Blaine County Commissioner Larry Schoen doesn’t think the state would have had the resources to save Hailey and Ketchum from the massive Beaver Creek Fire.
He’s also worried that Blaine County and all Idaho counties would turn out big losers if the federal in lieu of taxes and Secure Rural Schools and Community Self-Determination Act payments end if the federal government turns over its land in Idaho to the state.
But in the Idaho Association of Counties vote on the issue Schoen lost as a resolution, which supported exploring federal transfer, passed. He says he didn’t get a fair chance to debate Idaho County Commissioner Jim Chmelik before the association in committee and before the entire group.

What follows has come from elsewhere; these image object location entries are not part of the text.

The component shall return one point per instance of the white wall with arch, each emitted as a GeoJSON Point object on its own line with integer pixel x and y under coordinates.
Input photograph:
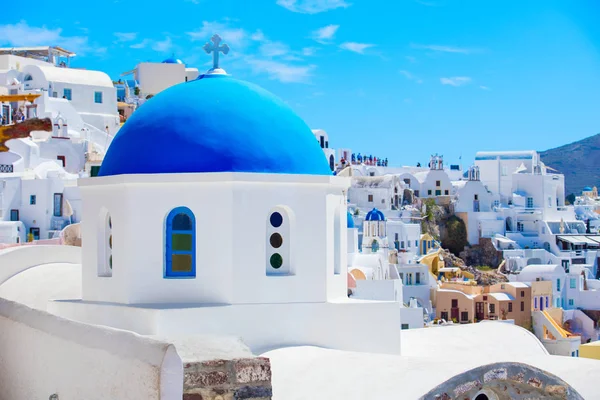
{"type": "Point", "coordinates": [42, 354]}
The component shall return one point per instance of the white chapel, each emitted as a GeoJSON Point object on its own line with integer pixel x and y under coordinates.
{"type": "Point", "coordinates": [204, 219]}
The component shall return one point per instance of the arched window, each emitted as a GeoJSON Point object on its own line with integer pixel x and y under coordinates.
{"type": "Point", "coordinates": [180, 249]}
{"type": "Point", "coordinates": [374, 246]}
{"type": "Point", "coordinates": [279, 223]}
{"type": "Point", "coordinates": [105, 244]}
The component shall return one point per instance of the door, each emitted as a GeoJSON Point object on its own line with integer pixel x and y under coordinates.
{"type": "Point", "coordinates": [479, 313]}
{"type": "Point", "coordinates": [35, 232]}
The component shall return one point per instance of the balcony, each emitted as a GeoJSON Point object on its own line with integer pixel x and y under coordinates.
{"type": "Point", "coordinates": [59, 223]}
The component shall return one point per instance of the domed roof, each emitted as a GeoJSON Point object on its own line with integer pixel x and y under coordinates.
{"type": "Point", "coordinates": [172, 60]}
{"type": "Point", "coordinates": [214, 124]}
{"type": "Point", "coordinates": [350, 220]}
{"type": "Point", "coordinates": [375, 215]}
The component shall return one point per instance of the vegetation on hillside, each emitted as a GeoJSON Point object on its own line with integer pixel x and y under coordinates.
{"type": "Point", "coordinates": [455, 238]}
{"type": "Point", "coordinates": [579, 162]}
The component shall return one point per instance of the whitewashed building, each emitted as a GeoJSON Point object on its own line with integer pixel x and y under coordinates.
{"type": "Point", "coordinates": [245, 232]}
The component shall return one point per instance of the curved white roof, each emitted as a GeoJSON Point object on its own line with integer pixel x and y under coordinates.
{"type": "Point", "coordinates": [505, 153]}
{"type": "Point", "coordinates": [501, 296]}
{"type": "Point", "coordinates": [531, 272]}
{"type": "Point", "coordinates": [74, 76]}
{"type": "Point", "coordinates": [35, 286]}
{"type": "Point", "coordinates": [430, 356]}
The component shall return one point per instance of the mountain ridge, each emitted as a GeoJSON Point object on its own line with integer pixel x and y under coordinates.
{"type": "Point", "coordinates": [579, 162]}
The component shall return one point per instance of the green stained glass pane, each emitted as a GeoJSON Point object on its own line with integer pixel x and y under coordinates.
{"type": "Point", "coordinates": [182, 222]}
{"type": "Point", "coordinates": [276, 240]}
{"type": "Point", "coordinates": [182, 242]}
{"type": "Point", "coordinates": [181, 262]}
{"type": "Point", "coordinates": [276, 261]}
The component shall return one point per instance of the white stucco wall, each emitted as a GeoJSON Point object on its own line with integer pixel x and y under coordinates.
{"type": "Point", "coordinates": [156, 77]}
{"type": "Point", "coordinates": [18, 259]}
{"type": "Point", "coordinates": [231, 243]}
{"type": "Point", "coordinates": [348, 324]}
{"type": "Point", "coordinates": [41, 355]}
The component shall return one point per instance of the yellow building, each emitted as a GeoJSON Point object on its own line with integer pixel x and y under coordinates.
{"type": "Point", "coordinates": [433, 260]}
{"type": "Point", "coordinates": [590, 350]}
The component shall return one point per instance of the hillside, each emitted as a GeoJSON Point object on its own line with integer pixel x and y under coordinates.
{"type": "Point", "coordinates": [578, 161]}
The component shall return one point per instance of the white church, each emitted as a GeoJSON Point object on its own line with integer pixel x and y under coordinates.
{"type": "Point", "coordinates": [204, 225]}
{"type": "Point", "coordinates": [218, 224]}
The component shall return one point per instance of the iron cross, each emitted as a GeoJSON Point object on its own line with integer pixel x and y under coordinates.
{"type": "Point", "coordinates": [215, 48]}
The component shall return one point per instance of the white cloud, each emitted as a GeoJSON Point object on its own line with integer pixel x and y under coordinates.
{"type": "Point", "coordinates": [258, 36]}
{"type": "Point", "coordinates": [426, 3]}
{"type": "Point", "coordinates": [445, 49]}
{"type": "Point", "coordinates": [125, 36]}
{"type": "Point", "coordinates": [309, 51]}
{"type": "Point", "coordinates": [274, 49]}
{"type": "Point", "coordinates": [325, 33]}
{"type": "Point", "coordinates": [144, 43]}
{"type": "Point", "coordinates": [21, 34]}
{"type": "Point", "coordinates": [283, 72]}
{"type": "Point", "coordinates": [163, 46]}
{"type": "Point", "coordinates": [410, 76]}
{"type": "Point", "coordinates": [255, 51]}
{"type": "Point", "coordinates": [312, 6]}
{"type": "Point", "coordinates": [455, 81]}
{"type": "Point", "coordinates": [356, 47]}
{"type": "Point", "coordinates": [234, 37]}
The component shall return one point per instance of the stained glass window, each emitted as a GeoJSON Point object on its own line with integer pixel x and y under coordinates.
{"type": "Point", "coordinates": [180, 252]}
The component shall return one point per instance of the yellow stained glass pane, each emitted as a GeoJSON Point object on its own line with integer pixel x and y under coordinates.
{"type": "Point", "coordinates": [182, 242]}
{"type": "Point", "coordinates": [181, 262]}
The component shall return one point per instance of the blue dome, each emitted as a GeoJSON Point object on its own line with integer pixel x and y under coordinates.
{"type": "Point", "coordinates": [172, 60]}
{"type": "Point", "coordinates": [375, 215]}
{"type": "Point", "coordinates": [214, 124]}
{"type": "Point", "coordinates": [350, 220]}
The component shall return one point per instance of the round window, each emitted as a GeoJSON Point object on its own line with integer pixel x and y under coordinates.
{"type": "Point", "coordinates": [276, 261]}
{"type": "Point", "coordinates": [276, 240]}
{"type": "Point", "coordinates": [276, 220]}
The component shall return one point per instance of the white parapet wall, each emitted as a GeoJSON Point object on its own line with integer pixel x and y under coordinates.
{"type": "Point", "coordinates": [42, 355]}
{"type": "Point", "coordinates": [15, 260]}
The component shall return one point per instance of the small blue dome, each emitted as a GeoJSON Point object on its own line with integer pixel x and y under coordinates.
{"type": "Point", "coordinates": [172, 60]}
{"type": "Point", "coordinates": [350, 221]}
{"type": "Point", "coordinates": [375, 215]}
{"type": "Point", "coordinates": [214, 124]}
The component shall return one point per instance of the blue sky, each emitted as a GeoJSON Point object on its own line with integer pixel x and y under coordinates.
{"type": "Point", "coordinates": [397, 78]}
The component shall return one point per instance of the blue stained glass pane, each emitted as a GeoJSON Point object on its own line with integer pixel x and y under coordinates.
{"type": "Point", "coordinates": [182, 222]}
{"type": "Point", "coordinates": [276, 220]}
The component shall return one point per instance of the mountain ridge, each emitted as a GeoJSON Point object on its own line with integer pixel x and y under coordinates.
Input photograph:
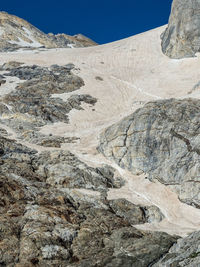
{"type": "Point", "coordinates": [16, 33]}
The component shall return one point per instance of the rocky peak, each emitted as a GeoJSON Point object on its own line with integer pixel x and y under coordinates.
{"type": "Point", "coordinates": [17, 33]}
{"type": "Point", "coordinates": [182, 36]}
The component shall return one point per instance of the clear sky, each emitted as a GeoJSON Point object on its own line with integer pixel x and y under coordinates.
{"type": "Point", "coordinates": [102, 20]}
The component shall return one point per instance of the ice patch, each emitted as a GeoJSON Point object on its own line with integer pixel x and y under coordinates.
{"type": "Point", "coordinates": [71, 45]}
{"type": "Point", "coordinates": [1, 31]}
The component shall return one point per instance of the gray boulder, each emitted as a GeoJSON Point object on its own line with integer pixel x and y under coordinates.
{"type": "Point", "coordinates": [162, 140]}
{"type": "Point", "coordinates": [185, 253]}
{"type": "Point", "coordinates": [182, 36]}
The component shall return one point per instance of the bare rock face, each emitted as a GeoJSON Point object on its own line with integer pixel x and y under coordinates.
{"type": "Point", "coordinates": [16, 33]}
{"type": "Point", "coordinates": [45, 221]}
{"type": "Point", "coordinates": [182, 36]}
{"type": "Point", "coordinates": [162, 140]}
{"type": "Point", "coordinates": [185, 253]}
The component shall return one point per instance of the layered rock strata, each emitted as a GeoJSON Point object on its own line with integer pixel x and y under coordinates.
{"type": "Point", "coordinates": [161, 140]}
{"type": "Point", "coordinates": [182, 36]}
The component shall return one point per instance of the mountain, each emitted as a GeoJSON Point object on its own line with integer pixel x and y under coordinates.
{"type": "Point", "coordinates": [99, 155]}
{"type": "Point", "coordinates": [17, 33]}
{"type": "Point", "coordinates": [182, 36]}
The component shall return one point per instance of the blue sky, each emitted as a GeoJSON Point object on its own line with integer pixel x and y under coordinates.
{"type": "Point", "coordinates": [103, 21]}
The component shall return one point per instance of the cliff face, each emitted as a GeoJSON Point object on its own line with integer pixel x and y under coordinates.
{"type": "Point", "coordinates": [182, 36]}
{"type": "Point", "coordinates": [17, 33]}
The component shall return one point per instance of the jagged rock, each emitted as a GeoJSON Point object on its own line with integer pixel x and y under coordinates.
{"type": "Point", "coordinates": [185, 253]}
{"type": "Point", "coordinates": [63, 169]}
{"type": "Point", "coordinates": [17, 33]}
{"type": "Point", "coordinates": [161, 139]}
{"type": "Point", "coordinates": [113, 243]}
{"type": "Point", "coordinates": [182, 36]}
{"type": "Point", "coordinates": [2, 80]}
{"type": "Point", "coordinates": [47, 226]}
{"type": "Point", "coordinates": [135, 214]}
{"type": "Point", "coordinates": [10, 65]}
{"type": "Point", "coordinates": [33, 97]}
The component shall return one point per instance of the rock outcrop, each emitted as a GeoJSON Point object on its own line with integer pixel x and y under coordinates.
{"type": "Point", "coordinates": [46, 221]}
{"type": "Point", "coordinates": [185, 253]}
{"type": "Point", "coordinates": [182, 36]}
{"type": "Point", "coordinates": [162, 140]}
{"type": "Point", "coordinates": [16, 33]}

“That was very frustrating to me,” Schoen said.
And once again, Schoen, who is a Democrat, says he’s getting shortchanged.
Chmelik is one of the most passionate promoters of Utah Rep. Ken Ivory’s proposal to demand that the federal government give up title to all federal lands it holds in western states. He is on the agenda Dec. 4 to share a half hour to speak to the Idaho Legislature’s Interim Public Land Committee studying the issue with Valley County Commissioner Gordon Cruickshank.
Cruickshank is promoting the idea of the federal government turning over management of up to 200,000 acres of federal forest lands to a trust appointed by Idaho Gov. Butch Otter with the proceeds of logging going to the counties. The federal government would keep ownership and still have to pay to fight fires.
Since both are from timber counties, Schoen thinks the committee should hear another view as it studies the issues. “They have no one from the southern counties,” Schoen said.
Schoen contacted his legislator, Democratic Sen. Michelle Stennett of Ketchum, who serves on the committee and thought initially he would be on a panel with the two other commissioners. But she was told that Schoen could speak during the time set aside for public testimony.
Stennett said she asked Co-chairman Sen. Chuck Winder to allow Schoen more time when he speaks during the one hour, twenty minutes scheduled for public testimony.
“I just wanted to make sure it’s been even-handed,” Stennett, the Senate minority leader said.
I called Winder for his comment but he hasn’t called me back yet.